High blood pressure, also called hypertension, occurs when arteries carrying blood from the heart to the body organs are narrowed. This causes pressure to increase in the arteries. In pregnancy, this can make it hard for blood to reach the placenta, which provides nutrients and oxygen to the fetus. Reduced blood flow can slow the growth of the fetus and place the mother at greater risk of preterm labor and preeclampsia.

Gestational Diabetes

Gestational diabetes occurs when a woman who didn’t have diabetes before pregnancy develops the condition during pregnancy.

Preeclampsia

Preeclampsia is a serious medical condition that can lead to premature delivery. Its cause is unknown, but some women are at an increased risk. Risk factors include

  • First pregnancies
  • Preeclampsia in a previous pregnancy
  • Existing conditions such as high blood pressure, diabetes, kidney disease, and systemic lupus erythematosus
  • Being 35 years of age or older
  • Carrying two or more fetuses
  • Obesity

Preterm Labor

Preterm labor is labor that begins before 37 weeks of gestation. Any infant born before 37 weeks is at an increased risk for health problems, in most cases because organs such as the lungs and brain finish their development in the final weeks before a full-term delivery (39 to 41 weeks).

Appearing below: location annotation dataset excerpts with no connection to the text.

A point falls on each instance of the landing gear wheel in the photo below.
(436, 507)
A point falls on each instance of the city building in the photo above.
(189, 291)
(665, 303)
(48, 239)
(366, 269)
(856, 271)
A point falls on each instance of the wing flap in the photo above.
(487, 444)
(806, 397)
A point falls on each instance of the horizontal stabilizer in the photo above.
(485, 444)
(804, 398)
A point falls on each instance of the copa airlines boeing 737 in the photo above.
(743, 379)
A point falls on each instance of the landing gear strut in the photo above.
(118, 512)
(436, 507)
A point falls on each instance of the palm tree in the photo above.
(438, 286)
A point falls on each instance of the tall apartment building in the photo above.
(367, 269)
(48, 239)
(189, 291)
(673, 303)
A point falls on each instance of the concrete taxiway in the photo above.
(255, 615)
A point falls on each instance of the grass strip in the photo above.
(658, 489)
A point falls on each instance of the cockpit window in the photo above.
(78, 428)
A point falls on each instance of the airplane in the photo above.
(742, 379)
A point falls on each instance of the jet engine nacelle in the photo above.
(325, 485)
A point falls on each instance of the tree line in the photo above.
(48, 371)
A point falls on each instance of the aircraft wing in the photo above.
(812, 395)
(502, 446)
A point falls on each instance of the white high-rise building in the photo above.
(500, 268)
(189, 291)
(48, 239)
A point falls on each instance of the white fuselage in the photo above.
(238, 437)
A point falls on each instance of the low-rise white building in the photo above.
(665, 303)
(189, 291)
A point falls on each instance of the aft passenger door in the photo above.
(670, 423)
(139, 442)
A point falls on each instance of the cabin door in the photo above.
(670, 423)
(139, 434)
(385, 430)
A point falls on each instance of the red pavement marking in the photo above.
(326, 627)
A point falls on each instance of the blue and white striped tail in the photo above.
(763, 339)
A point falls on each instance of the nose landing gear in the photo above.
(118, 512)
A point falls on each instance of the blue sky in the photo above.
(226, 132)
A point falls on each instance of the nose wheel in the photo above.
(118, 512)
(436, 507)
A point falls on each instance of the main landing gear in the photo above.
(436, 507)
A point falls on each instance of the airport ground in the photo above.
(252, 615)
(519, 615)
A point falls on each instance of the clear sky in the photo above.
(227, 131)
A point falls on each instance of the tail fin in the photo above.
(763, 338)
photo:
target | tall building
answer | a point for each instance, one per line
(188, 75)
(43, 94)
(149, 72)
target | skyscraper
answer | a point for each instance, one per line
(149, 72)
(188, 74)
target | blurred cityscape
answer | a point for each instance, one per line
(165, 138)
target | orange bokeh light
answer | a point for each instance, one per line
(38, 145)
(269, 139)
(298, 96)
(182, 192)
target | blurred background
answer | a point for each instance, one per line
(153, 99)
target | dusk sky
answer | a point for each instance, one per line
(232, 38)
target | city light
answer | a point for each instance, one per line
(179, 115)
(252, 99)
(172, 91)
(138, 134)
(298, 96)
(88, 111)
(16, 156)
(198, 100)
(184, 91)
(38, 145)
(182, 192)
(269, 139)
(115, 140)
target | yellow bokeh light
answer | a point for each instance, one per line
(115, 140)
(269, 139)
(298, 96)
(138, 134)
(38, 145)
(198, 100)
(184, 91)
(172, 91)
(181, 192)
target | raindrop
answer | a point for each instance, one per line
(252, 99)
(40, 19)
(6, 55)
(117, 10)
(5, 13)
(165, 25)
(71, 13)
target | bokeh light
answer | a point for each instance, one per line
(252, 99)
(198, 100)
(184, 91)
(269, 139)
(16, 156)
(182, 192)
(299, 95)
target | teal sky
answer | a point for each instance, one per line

Pregnancy Loss/Miscarriage

Miscarriage is the term used to describe a pregnancy loss from natural causes before 20 weeks. Signs can include vaginal spotting or bleeding, cramping, or fluid or tissue passing from the vagina. However, bleeding from the vagina does not mean that a miscarriage will happen or is happening. Women experiencing this sign at any point in their pregnancy should contact with the doctor.

The loss of pregnancy after the 20th week of gestation is called a stillbirth. In approximately half of all reported cases, doctors can find no cause for the loss. However, health conditions that can contribute to stillbirth include chromosomal abnormalities, placental problems, poor fetal growth, chronic health issues of the mother, and infection.